А приехала Кирси, шведка, – впрочем, тут же следует оговориться: не шведка она, как все думали и говорили, не шведка, а финка, пшеничноволосая, удивленная финка. В первый день великого поста, промокшая до нитки и изумленная до крайности, появилась она в воротах Золотого Рынка, и губы ее дрожали от страха. А глаза у нее были бездонной голубизны…
Педро Аршанжо поднялся из-за стола, на котором стояли кускус и бататы, улыбнулся широко, как он умел, и твердыми шагами двинулся прямо к гостье, словно ему поручено было принять ее, и протянул ей руку:
– Выпейте кофе.
Так и осталось неизвестным, поняла ли она, что ее приглашали к завтраку, или нет, но если и не поняла, то приглашение приняла и, присев к столу матушки Теренсии, жадно набросилась на кускус, бататы, сладкую маниоку и пирожки из той же маниоки, только размоченной в воде.
В лавке Миро вспыльчивая Ивона страдала от ревности, бормотала «ах ты, дешевка занюханная», матушка Теренсия потупила печальные свои глаза – кто знает, может быть, они стали в тот миг еще печальней, – а гостья, насытившись, произнесла что-то на своем языке и улыбнулась всем. Негритенок Дамиан, который стоял, помалкивал, не выдержал и засмеялся в ответ:
– Ох, до чего же белая! Как будто белилами намазана!

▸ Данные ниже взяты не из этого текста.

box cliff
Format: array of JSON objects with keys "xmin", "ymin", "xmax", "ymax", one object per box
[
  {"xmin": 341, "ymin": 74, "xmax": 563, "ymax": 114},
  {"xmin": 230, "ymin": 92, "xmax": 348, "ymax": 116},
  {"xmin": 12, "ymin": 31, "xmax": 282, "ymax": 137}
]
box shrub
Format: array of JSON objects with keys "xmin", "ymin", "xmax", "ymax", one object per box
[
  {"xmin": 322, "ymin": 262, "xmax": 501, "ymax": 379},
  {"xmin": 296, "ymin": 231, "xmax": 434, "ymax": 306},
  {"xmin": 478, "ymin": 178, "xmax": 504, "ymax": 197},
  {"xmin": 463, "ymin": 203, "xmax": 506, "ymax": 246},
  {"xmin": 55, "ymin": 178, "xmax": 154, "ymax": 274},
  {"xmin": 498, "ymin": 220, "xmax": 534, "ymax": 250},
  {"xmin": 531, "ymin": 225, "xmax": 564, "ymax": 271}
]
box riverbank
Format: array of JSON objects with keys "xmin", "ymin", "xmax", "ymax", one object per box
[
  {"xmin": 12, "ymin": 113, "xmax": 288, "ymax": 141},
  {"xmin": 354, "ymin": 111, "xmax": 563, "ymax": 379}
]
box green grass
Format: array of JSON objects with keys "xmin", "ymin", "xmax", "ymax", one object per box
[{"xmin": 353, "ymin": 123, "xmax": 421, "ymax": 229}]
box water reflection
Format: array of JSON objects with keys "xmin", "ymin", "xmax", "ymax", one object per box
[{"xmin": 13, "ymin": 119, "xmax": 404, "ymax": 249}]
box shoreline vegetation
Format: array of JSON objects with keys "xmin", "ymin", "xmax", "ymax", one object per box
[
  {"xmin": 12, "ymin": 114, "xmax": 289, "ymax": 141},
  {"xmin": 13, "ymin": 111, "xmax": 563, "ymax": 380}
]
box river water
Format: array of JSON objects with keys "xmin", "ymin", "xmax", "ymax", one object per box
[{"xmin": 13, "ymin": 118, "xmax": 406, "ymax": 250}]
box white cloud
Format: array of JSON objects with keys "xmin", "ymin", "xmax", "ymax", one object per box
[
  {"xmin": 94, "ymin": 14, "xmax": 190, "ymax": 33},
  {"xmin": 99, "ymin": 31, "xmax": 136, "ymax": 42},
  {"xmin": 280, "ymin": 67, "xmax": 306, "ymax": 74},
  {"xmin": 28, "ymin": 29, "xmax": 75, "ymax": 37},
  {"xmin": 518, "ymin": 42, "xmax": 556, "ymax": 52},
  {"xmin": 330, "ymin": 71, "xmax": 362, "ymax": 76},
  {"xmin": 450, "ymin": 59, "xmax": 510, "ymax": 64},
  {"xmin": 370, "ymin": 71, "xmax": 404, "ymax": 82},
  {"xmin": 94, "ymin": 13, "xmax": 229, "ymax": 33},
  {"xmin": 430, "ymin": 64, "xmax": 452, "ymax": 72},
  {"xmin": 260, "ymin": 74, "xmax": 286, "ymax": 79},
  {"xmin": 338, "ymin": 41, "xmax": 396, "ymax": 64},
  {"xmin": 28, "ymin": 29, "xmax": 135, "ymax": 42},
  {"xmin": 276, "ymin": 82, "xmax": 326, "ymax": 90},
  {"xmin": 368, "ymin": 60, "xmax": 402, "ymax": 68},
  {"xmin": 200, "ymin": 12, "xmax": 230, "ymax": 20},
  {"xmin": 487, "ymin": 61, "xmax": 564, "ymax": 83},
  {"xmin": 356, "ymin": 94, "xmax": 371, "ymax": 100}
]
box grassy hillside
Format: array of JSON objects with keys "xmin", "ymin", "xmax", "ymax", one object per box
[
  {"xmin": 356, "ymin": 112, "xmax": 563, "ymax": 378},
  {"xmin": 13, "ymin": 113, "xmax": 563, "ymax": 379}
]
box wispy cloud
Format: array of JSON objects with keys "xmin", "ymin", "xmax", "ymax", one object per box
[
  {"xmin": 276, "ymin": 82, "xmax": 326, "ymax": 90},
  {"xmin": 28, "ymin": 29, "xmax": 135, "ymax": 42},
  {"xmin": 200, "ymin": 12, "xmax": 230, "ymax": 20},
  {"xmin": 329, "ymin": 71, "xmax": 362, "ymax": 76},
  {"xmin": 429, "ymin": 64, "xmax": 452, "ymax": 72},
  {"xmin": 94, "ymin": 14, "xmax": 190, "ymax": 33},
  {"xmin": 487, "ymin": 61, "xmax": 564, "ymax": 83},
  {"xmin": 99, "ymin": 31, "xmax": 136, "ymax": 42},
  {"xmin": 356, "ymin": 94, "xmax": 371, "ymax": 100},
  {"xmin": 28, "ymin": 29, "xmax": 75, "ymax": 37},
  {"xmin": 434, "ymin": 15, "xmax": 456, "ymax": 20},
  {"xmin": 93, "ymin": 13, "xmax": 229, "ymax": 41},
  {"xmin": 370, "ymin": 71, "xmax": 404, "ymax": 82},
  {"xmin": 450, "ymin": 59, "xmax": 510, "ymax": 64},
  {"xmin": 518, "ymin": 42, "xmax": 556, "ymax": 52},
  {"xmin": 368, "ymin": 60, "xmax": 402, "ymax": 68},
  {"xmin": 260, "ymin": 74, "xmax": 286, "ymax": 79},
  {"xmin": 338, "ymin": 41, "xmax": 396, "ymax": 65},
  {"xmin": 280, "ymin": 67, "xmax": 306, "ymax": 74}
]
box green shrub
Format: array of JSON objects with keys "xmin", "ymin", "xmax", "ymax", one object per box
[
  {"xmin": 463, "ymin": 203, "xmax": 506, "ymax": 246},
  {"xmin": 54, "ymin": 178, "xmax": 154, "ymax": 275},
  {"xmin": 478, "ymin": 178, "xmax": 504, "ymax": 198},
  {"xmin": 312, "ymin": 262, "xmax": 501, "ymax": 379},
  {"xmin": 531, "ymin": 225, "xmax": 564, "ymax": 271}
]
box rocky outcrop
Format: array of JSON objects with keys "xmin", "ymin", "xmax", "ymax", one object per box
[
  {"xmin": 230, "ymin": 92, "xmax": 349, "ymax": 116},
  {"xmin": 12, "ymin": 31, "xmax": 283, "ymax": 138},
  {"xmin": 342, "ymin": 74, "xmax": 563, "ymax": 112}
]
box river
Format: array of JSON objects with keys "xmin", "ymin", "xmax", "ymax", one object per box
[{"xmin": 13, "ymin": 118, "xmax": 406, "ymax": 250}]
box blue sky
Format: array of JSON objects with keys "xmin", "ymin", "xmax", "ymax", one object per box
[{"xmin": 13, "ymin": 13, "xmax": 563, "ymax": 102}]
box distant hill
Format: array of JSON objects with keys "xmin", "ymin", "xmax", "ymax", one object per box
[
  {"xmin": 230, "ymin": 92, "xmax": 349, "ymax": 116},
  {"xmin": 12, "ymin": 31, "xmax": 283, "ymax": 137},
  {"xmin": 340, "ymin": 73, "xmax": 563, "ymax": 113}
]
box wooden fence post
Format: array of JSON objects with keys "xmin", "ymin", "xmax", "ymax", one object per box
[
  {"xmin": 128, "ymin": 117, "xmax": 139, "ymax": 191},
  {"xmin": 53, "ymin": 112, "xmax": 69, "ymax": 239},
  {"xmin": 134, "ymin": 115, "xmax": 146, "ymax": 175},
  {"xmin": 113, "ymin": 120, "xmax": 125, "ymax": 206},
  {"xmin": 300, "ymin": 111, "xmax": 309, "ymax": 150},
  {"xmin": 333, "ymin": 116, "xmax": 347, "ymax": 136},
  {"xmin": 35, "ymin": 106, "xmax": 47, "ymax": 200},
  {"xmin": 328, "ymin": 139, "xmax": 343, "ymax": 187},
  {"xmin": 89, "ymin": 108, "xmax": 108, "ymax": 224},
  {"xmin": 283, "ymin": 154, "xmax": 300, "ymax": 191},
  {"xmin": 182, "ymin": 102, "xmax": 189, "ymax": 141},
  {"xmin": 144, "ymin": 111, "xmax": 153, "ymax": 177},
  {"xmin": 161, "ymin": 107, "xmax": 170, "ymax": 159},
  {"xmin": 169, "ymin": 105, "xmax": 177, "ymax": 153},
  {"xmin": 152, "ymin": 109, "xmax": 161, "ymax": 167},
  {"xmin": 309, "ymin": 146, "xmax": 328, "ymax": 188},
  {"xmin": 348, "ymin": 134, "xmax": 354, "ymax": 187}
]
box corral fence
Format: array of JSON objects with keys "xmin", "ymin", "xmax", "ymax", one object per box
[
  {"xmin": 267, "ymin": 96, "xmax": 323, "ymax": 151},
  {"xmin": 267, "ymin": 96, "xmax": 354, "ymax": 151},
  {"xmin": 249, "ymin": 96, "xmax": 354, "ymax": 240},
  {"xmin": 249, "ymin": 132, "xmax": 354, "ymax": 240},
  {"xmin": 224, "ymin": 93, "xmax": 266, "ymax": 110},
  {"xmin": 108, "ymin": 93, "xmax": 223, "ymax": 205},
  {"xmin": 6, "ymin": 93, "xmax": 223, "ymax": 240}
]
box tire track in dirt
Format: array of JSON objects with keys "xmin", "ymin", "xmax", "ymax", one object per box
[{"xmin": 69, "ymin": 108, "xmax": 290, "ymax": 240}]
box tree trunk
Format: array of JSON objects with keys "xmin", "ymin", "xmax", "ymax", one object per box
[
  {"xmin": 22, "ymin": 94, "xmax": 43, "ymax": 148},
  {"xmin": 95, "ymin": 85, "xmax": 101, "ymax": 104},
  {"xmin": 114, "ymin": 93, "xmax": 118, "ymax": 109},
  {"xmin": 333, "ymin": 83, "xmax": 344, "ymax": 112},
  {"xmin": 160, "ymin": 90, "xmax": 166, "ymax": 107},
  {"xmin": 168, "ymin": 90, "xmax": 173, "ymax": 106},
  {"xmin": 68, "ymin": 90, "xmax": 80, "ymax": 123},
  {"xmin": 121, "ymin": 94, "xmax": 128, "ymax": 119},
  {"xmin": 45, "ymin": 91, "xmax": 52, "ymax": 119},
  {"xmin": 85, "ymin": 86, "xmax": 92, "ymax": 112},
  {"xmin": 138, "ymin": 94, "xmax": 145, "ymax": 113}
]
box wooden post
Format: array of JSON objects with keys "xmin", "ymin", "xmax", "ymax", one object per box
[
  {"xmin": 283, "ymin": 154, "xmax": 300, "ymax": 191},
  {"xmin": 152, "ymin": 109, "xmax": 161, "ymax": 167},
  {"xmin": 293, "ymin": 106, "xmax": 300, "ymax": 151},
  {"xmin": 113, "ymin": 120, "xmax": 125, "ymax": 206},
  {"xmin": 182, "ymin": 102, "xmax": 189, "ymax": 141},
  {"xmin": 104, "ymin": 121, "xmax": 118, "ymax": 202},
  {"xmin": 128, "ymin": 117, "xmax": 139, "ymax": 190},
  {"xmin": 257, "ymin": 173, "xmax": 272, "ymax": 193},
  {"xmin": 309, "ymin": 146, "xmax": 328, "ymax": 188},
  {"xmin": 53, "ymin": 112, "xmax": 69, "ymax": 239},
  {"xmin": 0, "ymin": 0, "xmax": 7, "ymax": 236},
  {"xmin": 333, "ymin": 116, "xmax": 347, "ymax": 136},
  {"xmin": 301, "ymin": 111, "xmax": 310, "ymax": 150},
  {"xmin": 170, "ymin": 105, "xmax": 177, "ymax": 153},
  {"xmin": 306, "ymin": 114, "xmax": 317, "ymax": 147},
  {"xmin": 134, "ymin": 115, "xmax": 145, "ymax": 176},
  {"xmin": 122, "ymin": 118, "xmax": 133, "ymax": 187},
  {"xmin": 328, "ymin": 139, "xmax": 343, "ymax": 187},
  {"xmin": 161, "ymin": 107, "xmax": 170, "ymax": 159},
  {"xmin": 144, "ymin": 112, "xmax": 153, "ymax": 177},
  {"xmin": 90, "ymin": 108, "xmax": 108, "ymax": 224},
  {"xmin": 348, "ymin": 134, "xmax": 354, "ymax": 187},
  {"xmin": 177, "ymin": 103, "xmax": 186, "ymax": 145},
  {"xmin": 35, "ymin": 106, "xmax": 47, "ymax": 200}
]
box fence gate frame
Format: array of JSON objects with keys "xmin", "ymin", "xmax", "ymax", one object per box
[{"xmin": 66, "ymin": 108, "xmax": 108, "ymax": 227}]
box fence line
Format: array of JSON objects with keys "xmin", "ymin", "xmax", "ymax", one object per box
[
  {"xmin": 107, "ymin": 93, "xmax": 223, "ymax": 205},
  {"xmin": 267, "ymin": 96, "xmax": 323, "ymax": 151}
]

– Она шведка, – объяснил Мануэл де Прашедес, заглянувший к матушке Теренсии выпить кофе и еще чего-нибудь. – Она со шведского парохода, который грузит сейчас дерево и сахар. Мы с ней приплыли на одном лихтере. – Мануэл де Прашедес работал в порту грузчиком. – Это часто бывает: полоумная богатая дамочка, захотела мир посмотреть, вот и пустилась в плавание на сухогрузе…
Но Кирси не выглядела ни богатой, ни полоумной, по крайней мере здесь, в палатке Теренсии: платье ее еще не успело высохнуть, мокрые волосы прилипли ко лбу… Какая там дамочка: девочка, а не дамочка, невинное, хрупкое, нежное дитя…
– Швед снимается с якоря в три, а ей надо быть на борту раньше – она знает: капитан предупредил ее перед тем, как она сошла на берег.
– Кирси, – сказала она, приставив пальчик к груди, и повторила по слогам: – Кир-си.
– Ее зовут Кирси, – сообразил Аршанжо и произнес: – Кирси.
Шведка радостно захлопала в ладоши, подтверждая, потом прикоснулась к плечу Аршанжо и что-то спросила по-своему.
– Ну-ка, мудрец, отгадай загадку, – поддразнил Аршанжо Мануэл.
– Тут, милый, и отгадывать нечего. – И он повернулся к девушке – он понял, о чем она его спрашивала, ткнул себя в грудь и повторил: – Педро, Педро, Педро Аршанжо Ожуоба.
– Ожу… Ожу… – произнесла она.
То был первый день великого поста. Накануне, во вторник, полиция рассеяла, разогнала, растоптала афоше «Дети Баии», афоше, которое у здания театра «Политеама» хотело отстоять право народа на самбу и на свободу. Одного полицейского Дамиан ухитрился сшибить с лошади и в качестве трофея принес домой его фуражку, но, боясь кары, не показал ее даже Теренсии. Он побежал достать припрятанное сокровище, а когда вернулся со своей добычей, ни Аршанжо, ни шведки уже не было.